By Noreen E. Johnson. Full text here.

The public response to the now notorious 2005 Supreme Court decision Kelo v. City of New London changed the landscape of redevelopment law in the United States. In Kelo, the Court held that eminent domain could be used to transfer property from one private party to another private party for purposes of economic development under the Takings Clause of the Constitution. While the ruling itself confirmed a long line of precedent applying a deferential standard of review to the use of eminent domain, the unprecedented public backlash against the decision sparked a flurry of activity on the state level to provide additional protections to property owners. Condemned by figures on the left and the right of the political spectrum and opposed by approximately eighty percent of the American population, the Kelo decision has provoked forty-two states to pass stricter laws curtailing the government’s power to take private property for the purposes of economic development.

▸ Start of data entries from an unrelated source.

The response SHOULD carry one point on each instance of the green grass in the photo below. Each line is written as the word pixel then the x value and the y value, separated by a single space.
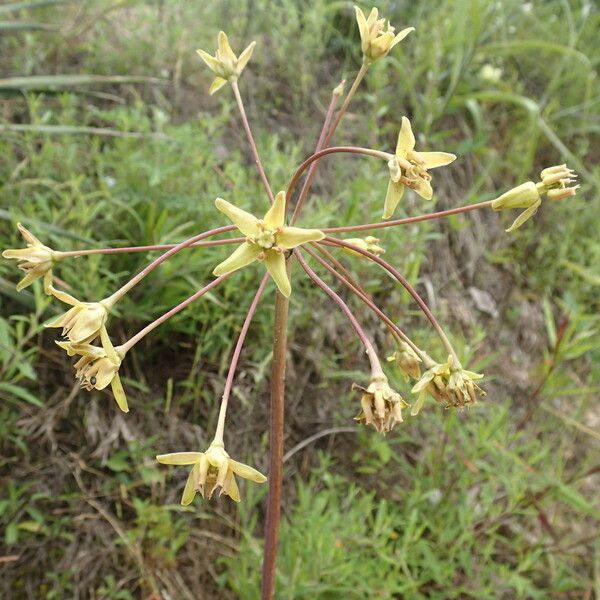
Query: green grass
pixel 476 505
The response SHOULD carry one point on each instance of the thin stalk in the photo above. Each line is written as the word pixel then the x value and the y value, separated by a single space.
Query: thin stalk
pixel 253 148
pixel 280 328
pixel 310 176
pixel 369 349
pixel 333 150
pixel 396 331
pixel 407 220
pixel 142 333
pixel 407 286
pixel 76 253
pixel 236 357
pixel 157 261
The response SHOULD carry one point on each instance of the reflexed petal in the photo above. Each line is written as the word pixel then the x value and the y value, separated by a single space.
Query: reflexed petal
pixel 189 491
pixel 401 35
pixel 245 56
pixel 275 263
pixel 436 159
pixel 524 216
pixel 275 216
pixel 119 393
pixel 406 138
pixel 216 85
pixel 290 237
pixel 213 64
pixel 246 471
pixel 392 198
pixel 243 255
pixel 180 458
pixel 244 221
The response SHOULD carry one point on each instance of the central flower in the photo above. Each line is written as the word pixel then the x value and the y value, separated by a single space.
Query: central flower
pixel 267 239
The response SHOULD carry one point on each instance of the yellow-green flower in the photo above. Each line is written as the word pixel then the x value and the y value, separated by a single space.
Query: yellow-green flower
pixel 555 184
pixel 409 168
pixel 267 240
pixel 376 39
pixel 36 260
pixel 449 384
pixel 99 366
pixel 381 406
pixel 225 64
pixel 369 243
pixel 211 470
pixel 82 323
pixel 408 361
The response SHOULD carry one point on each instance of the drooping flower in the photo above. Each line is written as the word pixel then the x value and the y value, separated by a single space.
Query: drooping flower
pixel 83 322
pixel 225 64
pixel 369 243
pixel 408 361
pixel 409 168
pixel 267 240
pixel 211 470
pixel 98 366
pixel 36 260
pixel 381 406
pixel 376 39
pixel 555 184
pixel 449 384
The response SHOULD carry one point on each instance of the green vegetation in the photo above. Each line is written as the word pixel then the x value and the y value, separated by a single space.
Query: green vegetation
pixel 498 502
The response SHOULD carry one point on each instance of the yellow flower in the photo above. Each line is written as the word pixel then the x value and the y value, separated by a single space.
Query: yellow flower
pixel 409 168
pixel 82 323
pixel 554 184
pixel 381 406
pixel 36 260
pixel 267 239
pixel 225 64
pixel 99 366
pixel 377 40
pixel 370 244
pixel 449 384
pixel 408 361
pixel 211 469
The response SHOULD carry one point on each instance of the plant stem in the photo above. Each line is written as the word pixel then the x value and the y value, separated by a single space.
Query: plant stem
pixel 407 220
pixel 407 286
pixel 310 176
pixel 370 350
pixel 236 357
pixel 76 253
pixel 157 261
pixel 253 148
pixel 140 334
pixel 280 328
pixel 333 150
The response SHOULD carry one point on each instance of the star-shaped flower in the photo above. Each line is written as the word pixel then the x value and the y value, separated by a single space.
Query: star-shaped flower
pixel 225 64
pixel 409 168
pixel 211 469
pixel 267 240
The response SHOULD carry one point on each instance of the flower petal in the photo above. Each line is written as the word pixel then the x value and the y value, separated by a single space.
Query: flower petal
pixel 243 255
pixel 406 138
pixel 246 471
pixel 275 263
pixel 119 393
pixel 275 216
pixel 180 458
pixel 436 159
pixel 291 237
pixel 392 198
pixel 247 223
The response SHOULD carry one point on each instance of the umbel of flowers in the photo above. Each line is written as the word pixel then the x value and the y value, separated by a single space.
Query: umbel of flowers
pixel 276 242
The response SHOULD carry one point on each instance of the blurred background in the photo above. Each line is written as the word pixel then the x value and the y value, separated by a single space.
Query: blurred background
pixel 108 137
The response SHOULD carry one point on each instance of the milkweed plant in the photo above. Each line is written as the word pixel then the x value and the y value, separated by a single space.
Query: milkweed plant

Despite the recent attention this issue has received and the reform legislation that has been enacted, there remain significant problems with the effective implementation of these new protections for property owners. This Note addresses the difficulties property owners face in taking advantage of their rights under current eminent domain statutes given the complicated nature of the statutes and the often prohibitive cost of hiring legal representation. As a solution, the Note proposes a simple fee shifting statute that would allow property owners to have their attorney’s fees paid for by redevelopment agencies under certain circumstances. This approach would significantly improve implementation of statutory protections by giving property owners full access to the courts.